The bilingual online sales approach starkly contrasts with other live-streaming rooms where hosts can be seen excitedly presenting products and urging people on with a direct sales pitch to make an immediate purchase. In the New Oriental's live-streaming studio, the hosts would chat about life, poetry, and philosophy and even recite some of Shakespeare's sonnets while introducing the goods.

"I like the way they promoted products. It's calm and educational," said He Yunyi, who partook in one of the live-streaming sessions as a viewer. "The wide knowledge reserve of the hosts has made them the 'top ceiling' for live streamers," she added.

"Selling products in two languages is a significant transformation for New Oriental," said Yu in a video he posted online. "They have changed from being teachers to being live-streaming hosts, which has attracted public attention and recognition, all thanks to consumers' tolerance and support."

Although various kinds of social e-commerce categories are trendy in China, the New Oriental's bilingual live-streaming strategy combines education, e-commerce, and live streaming has hit the sweet spot with Chinese netizens who like to learn something while being entertained and perhaps also buying something.

"Online shopping has never been more educational," one viewer commented. "When I was a kid, I took your class, and now I bought your products," another wrote.

On June 10, when Dong first wowed Chinese social media with his English-language sales promotion show, the company's live-streaming account garnered over 680,000 followers. As of June 27, the account has accumulated nearly 20 million followers.

Since June 10, New Oriental's live-streaming platform sales have surpassed 680 million yuan, nearly twelves times higher than the sales from the previous two months, according to data from live-streaming tracking platform Huitun. Now, New Oriental's Dongfang Zhenxuan, literally Oriental's Selection, is one of the highest cash-earning live streaming studios on Douyin, a domestic video-sharing platform in China known internationally as Tiktok.
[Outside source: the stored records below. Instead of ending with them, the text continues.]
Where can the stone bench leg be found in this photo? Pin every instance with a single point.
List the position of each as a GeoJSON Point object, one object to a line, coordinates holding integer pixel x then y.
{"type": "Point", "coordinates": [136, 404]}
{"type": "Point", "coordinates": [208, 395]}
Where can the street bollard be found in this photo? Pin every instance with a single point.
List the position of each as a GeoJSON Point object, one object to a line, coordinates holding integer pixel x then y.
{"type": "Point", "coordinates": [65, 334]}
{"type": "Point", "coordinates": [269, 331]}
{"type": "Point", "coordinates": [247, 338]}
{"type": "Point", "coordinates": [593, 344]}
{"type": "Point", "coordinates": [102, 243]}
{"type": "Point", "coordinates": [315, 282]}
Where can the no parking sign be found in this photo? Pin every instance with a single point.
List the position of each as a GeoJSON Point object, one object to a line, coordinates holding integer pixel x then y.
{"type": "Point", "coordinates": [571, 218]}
The stellar performance of the company in the stock market can also testify to the popularity of its new bilingual online sales approach. After the company's new strategy went viral, New Oriental Education & Technology Group staged a shock turnaround with a dramatic upsurge in its stock over many consecutive days, amid hopes that a new live-streaming strategy might salvage some of its diminished business prospects.
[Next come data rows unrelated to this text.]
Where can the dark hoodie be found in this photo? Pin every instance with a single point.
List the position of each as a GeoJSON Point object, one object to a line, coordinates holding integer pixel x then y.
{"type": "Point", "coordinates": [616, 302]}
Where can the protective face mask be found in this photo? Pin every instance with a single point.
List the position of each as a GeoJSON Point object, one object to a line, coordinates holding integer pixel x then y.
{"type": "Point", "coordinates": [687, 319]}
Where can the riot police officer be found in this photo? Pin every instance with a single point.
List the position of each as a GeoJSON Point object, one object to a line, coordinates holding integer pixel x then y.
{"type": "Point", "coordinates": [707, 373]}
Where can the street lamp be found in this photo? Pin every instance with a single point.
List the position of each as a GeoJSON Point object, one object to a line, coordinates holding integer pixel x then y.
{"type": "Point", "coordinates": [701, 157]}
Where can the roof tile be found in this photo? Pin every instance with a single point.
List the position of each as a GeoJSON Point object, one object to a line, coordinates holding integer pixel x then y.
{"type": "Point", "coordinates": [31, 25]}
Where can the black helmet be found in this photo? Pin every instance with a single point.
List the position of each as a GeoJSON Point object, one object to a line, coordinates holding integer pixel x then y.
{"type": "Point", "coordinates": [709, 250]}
As one of the largest private education providers in China, the company has been hit hard by China's "double reduction" policy introduced in July 2021 aimed at easing the burden of excessive homework on Chinese youngsters and the consequent bans on off-campus subject-based curriculum tutoring for young students, with its shares having plunged and with tens of thousands of its staff having been laid off.

Facing these sweeping regulations, the company tried to keep its head above water by exploring new market ideas and pivoting to sectors unaffected by the new rules. Venturing into selling agricultural products online via live streaming is one of the self-saving approaches that the company has pursued.

"It is revolutionary for the current live-streaming industry. The growth potential could be expected," said Cai Jiaojiao, an industry insider who has worked in the live-streaming sector for five years.